Tuesday, October 26, 2010

Why Refi?


Mortgage rates are at an all-time low, I know, heard it before! Well, right now a conventional conforming ($417,000 loan or less) 30 year fixed can be obtained at an interest rate of as little as 4.125%. If you took your mortgage loan out prior to 2010, your rate is higher than that, considerably so in fact.

There are a lot of reasons that people become skeptical of refinancing for a lower rate. Many are concerned that the cost of a refinance is not worth the monthly savings, others are concerned about "starting over" and beginning their 30 years again. Others simply don't want to bother with it, gathering paperwork, meeting the appraiser to inspect the home and dealing with the stress is just not worth it to them. These are all valid concerns, however in many cases it still may be quite worth while to explore the option.

1. Many times one can refinance to a lower rate and pay no closing costs. Depending on the interest rate that you choose, you may get a credit from the lender to cover all your costs. You go in with a $400,000 mortgage, and you leave with one - with a much lower rate. Saving you thousands upon thousands over the life of the loan.

2. In other cases you may not be able to cover all costs with a lender credit. But, let's say the closing fees equal $2500 and that you have a 5.25% rate now on a $400,000 loan. Your current payment is somewhere around $2,200 per month. If you lower that rate to 4.25%, you'll begin paying $1967 per month. Saving you over 200 per month. Which means that you'll have recovered the cost of the refinance in 13 months, and will be saving the difference for the 29 years after that! That could be a savings of roughly $80,000 in interest over the life of the loan.

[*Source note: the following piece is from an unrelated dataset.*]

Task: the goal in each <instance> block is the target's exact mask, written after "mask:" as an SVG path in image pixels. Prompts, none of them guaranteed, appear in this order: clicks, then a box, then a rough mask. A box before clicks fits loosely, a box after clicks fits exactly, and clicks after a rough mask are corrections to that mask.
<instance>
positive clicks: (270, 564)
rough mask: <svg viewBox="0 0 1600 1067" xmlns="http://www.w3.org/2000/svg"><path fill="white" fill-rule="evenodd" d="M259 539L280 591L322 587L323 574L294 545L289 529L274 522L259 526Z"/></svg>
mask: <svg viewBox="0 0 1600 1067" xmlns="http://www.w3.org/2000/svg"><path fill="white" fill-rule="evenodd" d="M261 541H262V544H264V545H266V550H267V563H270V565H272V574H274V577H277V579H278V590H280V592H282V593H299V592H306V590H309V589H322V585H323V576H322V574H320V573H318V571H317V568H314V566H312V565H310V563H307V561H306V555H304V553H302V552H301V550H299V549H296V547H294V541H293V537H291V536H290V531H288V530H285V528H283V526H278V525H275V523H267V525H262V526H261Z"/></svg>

3. You don't have to start over. You can try to obtain a shorter term mortgage, such as a 20 or 15 year fixed at the lower rate - or you can elect to borrow on a 30 year note again but pay that difference between your old payment and your new one directly into principal each month. You won't save monthly but you will certainly pay your new loan off much sooner than if you stay on your current course. In the same scenario above, assuming your are in your 3rd year with your current loan, you'd pay off the home in 3 less years - saving 79,000 in mortgage payments.

In other words, everyone should look into it. Even if you decide to stick with your current loan, you can still make that decision based on professional information.